The Healing the Hurt campaign features voices of Indigenous mothers, including advisory board member Christena Lopez, who have faced discrimination, anti-Indigenous racism and culturally unsafe care from health providers.
The voices of Indigenous mothers who have faced discrimination, anti-Indigenous racism and culturally unsafe care at the hands of health-care providers are being brought to the forefront in a new campaign project called Healing the Hurt: Caring for Indigenous Mothers and Infants.
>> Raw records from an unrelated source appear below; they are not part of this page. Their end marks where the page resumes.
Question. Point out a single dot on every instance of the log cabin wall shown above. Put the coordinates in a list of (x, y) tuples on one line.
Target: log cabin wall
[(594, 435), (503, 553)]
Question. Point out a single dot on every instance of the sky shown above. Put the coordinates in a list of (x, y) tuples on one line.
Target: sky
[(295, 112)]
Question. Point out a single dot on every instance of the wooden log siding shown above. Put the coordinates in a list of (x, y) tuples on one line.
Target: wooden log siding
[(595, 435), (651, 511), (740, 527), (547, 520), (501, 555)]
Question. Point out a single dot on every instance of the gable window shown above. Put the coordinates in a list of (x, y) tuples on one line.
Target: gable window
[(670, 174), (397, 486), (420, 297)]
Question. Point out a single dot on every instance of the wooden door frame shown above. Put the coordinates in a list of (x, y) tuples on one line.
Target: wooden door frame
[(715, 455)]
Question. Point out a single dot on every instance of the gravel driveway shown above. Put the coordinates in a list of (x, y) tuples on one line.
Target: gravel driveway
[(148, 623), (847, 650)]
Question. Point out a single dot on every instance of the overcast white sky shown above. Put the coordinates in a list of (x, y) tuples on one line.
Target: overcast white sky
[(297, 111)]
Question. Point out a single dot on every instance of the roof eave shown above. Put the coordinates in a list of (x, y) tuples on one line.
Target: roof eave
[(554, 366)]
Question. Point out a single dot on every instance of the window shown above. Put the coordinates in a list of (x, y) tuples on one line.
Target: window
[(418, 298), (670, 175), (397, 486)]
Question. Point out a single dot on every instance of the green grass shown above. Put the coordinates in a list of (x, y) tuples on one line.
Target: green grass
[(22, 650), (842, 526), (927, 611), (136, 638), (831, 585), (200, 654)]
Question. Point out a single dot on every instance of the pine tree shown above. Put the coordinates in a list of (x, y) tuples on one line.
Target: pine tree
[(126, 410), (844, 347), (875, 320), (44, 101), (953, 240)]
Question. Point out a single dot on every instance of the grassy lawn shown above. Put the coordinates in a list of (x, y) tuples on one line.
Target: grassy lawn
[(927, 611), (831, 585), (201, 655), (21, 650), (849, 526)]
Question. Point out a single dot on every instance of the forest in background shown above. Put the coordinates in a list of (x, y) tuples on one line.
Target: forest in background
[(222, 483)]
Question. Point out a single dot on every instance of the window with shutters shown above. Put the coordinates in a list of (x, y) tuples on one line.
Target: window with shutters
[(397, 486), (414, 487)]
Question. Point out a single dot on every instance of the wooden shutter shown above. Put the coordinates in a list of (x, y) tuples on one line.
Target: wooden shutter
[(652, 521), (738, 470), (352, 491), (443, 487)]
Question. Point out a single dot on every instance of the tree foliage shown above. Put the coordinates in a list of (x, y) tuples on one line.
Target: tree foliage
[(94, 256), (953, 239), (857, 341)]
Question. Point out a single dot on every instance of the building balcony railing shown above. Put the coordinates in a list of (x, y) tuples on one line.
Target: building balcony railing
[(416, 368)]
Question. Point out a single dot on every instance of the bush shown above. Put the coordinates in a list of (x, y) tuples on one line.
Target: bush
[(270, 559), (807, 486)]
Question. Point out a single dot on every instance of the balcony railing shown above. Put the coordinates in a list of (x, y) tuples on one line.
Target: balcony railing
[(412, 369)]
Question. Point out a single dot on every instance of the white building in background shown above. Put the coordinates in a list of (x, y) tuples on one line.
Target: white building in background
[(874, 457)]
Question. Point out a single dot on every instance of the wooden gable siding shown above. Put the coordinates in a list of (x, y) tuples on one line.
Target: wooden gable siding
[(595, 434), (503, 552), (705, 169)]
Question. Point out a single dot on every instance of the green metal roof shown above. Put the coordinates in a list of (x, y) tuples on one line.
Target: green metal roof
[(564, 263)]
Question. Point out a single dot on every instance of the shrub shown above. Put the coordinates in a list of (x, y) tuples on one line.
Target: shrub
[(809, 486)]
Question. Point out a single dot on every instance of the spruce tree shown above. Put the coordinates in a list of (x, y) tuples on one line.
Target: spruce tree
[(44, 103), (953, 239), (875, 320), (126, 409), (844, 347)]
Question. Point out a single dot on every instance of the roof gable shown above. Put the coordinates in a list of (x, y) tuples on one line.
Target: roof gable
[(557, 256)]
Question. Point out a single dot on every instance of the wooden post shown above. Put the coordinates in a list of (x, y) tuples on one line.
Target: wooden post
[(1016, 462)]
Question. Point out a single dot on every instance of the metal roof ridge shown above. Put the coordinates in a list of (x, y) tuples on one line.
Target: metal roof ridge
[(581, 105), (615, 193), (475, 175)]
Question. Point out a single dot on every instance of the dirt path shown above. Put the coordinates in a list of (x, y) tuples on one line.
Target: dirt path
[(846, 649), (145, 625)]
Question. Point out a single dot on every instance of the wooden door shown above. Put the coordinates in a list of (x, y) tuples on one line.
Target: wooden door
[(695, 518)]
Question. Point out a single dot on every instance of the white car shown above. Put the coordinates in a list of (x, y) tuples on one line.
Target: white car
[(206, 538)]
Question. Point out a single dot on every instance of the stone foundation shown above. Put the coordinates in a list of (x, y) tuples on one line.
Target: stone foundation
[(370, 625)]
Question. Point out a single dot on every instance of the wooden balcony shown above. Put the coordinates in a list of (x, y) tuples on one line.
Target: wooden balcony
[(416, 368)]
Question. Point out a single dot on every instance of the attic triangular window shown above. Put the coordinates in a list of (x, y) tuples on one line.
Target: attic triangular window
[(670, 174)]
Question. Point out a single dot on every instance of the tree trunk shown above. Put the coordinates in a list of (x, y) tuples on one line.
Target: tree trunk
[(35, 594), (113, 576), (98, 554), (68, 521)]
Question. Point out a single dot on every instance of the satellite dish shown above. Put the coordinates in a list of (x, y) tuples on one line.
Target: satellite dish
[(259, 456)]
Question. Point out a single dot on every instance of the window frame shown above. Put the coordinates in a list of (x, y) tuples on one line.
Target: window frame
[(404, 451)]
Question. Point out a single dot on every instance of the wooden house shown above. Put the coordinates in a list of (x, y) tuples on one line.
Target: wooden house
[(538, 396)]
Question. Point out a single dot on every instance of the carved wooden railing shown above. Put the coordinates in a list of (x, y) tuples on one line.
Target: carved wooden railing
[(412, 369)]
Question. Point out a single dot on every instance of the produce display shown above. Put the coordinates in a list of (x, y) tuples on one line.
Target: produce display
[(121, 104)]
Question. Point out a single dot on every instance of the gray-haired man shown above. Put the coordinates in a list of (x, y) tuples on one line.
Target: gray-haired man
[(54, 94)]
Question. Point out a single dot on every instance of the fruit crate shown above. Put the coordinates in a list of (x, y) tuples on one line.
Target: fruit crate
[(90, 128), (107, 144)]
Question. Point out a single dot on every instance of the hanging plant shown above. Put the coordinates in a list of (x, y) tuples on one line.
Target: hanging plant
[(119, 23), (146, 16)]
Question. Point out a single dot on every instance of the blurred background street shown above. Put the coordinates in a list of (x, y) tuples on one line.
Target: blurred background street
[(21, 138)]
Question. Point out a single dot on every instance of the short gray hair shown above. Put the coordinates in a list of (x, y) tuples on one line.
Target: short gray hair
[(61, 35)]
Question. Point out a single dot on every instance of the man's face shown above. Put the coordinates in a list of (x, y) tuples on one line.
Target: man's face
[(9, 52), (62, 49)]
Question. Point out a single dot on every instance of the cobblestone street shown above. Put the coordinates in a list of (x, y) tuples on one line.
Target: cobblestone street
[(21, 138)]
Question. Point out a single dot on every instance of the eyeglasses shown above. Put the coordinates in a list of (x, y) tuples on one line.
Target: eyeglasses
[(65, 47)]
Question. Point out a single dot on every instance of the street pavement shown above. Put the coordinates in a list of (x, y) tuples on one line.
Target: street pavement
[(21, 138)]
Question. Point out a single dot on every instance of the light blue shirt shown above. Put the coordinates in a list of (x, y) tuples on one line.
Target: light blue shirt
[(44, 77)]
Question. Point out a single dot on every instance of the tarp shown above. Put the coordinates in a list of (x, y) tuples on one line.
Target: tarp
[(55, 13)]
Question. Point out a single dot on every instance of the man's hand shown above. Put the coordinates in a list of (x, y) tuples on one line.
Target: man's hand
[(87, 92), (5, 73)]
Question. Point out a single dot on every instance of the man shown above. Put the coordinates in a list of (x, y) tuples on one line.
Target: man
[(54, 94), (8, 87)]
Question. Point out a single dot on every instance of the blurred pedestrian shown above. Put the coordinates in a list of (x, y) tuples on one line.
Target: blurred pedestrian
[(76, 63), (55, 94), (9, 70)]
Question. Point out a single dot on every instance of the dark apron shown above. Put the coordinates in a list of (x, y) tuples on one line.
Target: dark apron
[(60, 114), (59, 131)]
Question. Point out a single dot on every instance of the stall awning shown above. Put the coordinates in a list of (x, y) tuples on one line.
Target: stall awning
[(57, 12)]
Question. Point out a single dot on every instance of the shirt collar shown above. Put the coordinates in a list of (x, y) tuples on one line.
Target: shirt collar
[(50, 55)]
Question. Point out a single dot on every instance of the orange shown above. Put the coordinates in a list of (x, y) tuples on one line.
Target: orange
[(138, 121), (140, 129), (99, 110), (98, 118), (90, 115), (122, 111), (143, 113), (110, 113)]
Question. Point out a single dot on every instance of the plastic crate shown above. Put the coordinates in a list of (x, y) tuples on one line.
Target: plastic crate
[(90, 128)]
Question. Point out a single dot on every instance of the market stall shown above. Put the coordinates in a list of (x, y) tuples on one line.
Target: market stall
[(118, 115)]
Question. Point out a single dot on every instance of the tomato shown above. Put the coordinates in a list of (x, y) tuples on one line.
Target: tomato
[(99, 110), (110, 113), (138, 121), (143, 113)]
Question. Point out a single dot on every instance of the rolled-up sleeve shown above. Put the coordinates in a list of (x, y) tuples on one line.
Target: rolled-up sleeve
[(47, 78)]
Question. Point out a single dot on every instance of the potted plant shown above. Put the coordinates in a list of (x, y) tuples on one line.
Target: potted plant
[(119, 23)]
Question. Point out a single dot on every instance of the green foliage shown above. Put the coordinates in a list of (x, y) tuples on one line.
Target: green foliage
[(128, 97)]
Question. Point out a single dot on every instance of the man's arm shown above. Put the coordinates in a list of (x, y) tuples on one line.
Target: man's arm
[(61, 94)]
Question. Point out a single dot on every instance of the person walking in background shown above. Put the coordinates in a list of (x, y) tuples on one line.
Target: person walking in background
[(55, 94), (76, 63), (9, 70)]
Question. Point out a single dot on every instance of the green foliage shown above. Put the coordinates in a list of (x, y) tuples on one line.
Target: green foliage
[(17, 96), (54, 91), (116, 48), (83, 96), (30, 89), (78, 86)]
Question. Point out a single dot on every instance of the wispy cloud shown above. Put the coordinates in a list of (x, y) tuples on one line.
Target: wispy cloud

The awareness campaign features video messages of Indigenous women telling their stories and sharing their traumatic experiences of health care. Christena Lopez, one of the women featured in the campaign, came up with the idea to share the stories visually, and was actively involved in the project as a member of its advisory board. She and Shawna Hill, who is also a member of the advisory board, describe the impacts of trauma, racism, poverty and bias in how they were cared for as pregnant women and as mothers in some of the first videos to be published as part of the campaign.
They call on health-care providers to treat them and anyone Indigenous with more respect and care.
“I was a statistic, I wasn’t a human being,” says Lopez in a video recounting her prenatal care experience and the loss of her infant daughter. “They [doctors] have power to save people’s lives … they don’t realize that.”
“It makes you wish that you weren’t Native,” says Hill, who describes on camera how she and her daughter were mistreated by a family doctor and racially stereotyped, with the doctor looking for “burns, bite marks and bruises,” on her healthy daughter, and her fear that with just one phone call, “my kids could be gone.”